Jefferies analyst Suneet Kamath reopened the MetLife buying and selling pair with a Maintain ranking (NYSE: MET) in comparison with the ranking of Prudential Monetary (NYSE: PRU).
Yr-to-date gaps in each valuation and relative efficiency of the 2 shares seem unwarranted primarily based on fundamentals, Kamath stated in a notice to prospects. For the reason that starting of the yr, MetLife (MET) shares fell 24%and Prudential (PRU) decreased by 13%.
Whereas MetLife ( MET ) has extra publicity to CML, notably within the workplace, “we view its stronger extra capital place as a major offset,” the analyst stated. Jeffries additionally expects MetLife to learn extra if sentiment improves to the purpose that financial considerations start to ease.
By 2026, Comat expects segments with a excessive P/E ratio to account for a bigger portion of MET’s earnings (27%) in comparison with operations with a low P/E ratio (9%). And whereas PRU’s enterprise combine will shift in the direction of greater P/E ratios, he estimates they’ll account for simply 13% of PRU 2026 earnings, with low P/E operations accounting for 20%.

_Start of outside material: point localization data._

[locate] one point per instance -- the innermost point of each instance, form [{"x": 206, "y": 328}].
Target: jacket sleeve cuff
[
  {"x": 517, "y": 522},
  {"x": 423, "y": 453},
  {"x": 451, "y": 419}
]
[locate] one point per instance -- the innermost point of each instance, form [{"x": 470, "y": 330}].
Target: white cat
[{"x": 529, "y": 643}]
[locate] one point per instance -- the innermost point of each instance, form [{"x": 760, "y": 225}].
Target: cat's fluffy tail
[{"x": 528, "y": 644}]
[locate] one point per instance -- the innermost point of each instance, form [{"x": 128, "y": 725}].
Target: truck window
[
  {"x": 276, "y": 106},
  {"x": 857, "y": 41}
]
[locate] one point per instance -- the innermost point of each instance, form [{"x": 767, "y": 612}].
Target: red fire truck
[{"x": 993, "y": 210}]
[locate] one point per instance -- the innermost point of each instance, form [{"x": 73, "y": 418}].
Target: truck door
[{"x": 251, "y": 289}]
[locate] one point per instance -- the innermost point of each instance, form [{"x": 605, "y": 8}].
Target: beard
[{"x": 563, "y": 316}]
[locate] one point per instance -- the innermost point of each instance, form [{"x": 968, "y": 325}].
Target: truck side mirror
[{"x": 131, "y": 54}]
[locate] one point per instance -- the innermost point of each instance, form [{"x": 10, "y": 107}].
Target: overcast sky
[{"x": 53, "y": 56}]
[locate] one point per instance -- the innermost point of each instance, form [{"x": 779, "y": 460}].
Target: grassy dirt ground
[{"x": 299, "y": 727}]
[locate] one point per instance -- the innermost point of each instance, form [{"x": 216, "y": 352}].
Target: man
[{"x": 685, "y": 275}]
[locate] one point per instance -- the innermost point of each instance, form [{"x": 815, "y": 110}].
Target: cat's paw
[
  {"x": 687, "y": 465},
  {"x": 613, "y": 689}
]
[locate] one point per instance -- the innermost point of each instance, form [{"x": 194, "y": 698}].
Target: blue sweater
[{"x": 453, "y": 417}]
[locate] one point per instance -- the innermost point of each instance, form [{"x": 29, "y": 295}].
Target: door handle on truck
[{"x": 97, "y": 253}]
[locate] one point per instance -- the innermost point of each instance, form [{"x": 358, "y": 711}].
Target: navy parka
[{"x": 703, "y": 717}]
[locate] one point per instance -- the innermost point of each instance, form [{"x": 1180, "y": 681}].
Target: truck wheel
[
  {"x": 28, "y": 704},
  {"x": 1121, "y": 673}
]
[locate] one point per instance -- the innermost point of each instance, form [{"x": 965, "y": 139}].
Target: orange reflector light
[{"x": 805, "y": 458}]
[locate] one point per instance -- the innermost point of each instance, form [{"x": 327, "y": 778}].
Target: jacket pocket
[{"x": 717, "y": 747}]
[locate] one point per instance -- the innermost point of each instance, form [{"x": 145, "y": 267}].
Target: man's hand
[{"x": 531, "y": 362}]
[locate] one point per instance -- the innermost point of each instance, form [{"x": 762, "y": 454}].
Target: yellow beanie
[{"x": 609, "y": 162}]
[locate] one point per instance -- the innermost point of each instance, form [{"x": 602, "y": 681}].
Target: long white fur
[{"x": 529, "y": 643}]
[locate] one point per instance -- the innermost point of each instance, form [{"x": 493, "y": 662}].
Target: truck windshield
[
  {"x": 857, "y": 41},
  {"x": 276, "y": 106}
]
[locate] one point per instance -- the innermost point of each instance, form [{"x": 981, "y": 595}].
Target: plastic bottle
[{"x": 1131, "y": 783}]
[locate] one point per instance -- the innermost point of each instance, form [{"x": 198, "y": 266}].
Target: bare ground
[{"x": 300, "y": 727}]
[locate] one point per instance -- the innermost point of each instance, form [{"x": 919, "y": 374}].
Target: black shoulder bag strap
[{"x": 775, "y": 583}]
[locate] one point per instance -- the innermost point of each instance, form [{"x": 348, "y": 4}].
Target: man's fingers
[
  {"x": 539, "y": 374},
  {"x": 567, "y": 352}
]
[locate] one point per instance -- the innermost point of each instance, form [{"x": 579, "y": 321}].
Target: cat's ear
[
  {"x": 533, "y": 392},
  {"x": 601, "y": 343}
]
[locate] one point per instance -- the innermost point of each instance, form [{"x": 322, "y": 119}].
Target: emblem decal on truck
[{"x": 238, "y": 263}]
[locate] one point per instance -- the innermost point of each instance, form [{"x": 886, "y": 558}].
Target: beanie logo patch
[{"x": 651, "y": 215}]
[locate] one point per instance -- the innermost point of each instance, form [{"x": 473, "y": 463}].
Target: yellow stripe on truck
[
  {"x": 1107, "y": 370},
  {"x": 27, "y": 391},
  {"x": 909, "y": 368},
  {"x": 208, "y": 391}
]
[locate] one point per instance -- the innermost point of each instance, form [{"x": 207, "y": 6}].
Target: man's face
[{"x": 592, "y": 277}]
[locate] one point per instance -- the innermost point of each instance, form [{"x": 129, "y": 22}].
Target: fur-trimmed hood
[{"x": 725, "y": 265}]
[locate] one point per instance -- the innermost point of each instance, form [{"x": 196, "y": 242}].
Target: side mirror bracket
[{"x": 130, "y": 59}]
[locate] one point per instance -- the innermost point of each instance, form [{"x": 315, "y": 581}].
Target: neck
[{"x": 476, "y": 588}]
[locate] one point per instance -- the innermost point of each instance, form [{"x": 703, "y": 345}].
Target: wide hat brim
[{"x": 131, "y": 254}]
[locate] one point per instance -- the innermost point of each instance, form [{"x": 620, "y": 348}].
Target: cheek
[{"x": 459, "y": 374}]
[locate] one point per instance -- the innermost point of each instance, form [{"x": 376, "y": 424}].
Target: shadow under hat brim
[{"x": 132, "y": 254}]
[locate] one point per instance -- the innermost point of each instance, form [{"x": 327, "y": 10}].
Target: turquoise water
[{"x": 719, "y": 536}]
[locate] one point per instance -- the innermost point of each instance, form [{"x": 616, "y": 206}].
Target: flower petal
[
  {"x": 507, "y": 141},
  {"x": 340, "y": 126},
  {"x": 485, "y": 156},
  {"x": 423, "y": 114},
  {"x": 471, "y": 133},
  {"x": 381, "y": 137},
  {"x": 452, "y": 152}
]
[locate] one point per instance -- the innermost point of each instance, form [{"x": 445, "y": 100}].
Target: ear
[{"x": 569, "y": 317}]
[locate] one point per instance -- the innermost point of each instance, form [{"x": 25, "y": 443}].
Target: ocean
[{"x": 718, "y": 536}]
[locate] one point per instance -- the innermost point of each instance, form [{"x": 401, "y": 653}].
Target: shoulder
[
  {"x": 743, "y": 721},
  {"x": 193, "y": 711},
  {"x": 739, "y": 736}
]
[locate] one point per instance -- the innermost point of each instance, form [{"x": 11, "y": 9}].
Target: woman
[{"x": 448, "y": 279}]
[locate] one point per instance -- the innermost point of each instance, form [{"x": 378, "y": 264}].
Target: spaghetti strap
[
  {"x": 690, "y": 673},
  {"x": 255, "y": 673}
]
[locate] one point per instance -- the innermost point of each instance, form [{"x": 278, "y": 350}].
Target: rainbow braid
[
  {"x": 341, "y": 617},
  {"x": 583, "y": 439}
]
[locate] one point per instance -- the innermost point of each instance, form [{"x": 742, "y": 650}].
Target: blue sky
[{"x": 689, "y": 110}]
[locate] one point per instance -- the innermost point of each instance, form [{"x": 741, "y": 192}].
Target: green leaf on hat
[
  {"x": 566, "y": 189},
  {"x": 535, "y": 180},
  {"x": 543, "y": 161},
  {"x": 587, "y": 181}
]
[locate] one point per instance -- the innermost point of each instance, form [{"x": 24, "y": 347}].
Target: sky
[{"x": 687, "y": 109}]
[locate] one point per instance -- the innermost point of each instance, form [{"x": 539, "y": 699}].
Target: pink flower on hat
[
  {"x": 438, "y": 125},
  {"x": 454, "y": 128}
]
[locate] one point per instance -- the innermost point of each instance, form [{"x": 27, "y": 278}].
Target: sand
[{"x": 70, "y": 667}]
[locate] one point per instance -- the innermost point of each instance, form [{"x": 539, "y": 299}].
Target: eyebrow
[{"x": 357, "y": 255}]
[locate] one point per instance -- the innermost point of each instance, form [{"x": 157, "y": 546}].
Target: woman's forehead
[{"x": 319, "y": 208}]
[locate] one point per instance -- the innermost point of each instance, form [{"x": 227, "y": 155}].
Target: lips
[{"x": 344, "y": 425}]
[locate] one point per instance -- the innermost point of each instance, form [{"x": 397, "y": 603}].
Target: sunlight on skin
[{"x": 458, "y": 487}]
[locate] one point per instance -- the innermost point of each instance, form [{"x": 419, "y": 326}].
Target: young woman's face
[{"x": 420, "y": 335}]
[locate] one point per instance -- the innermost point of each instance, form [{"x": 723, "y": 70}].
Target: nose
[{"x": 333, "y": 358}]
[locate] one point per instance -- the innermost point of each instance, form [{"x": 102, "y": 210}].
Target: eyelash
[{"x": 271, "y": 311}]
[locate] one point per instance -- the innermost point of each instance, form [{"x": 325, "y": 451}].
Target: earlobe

He estimates that MetLife ( MET ) shall be in a a lot stronger place relative to extra capital than Prudential ( PRU ).
By way of credit score high quality, the 2 shares look comparable. “At a excessive stage, there appears to be no important distinction between the 2,” Kamat stated.
Evaluate MET vs. PRU metrics right here.
Observe that the SA Quant system charges MetLife ( MET ) and Prudential ( PRU ) as holds.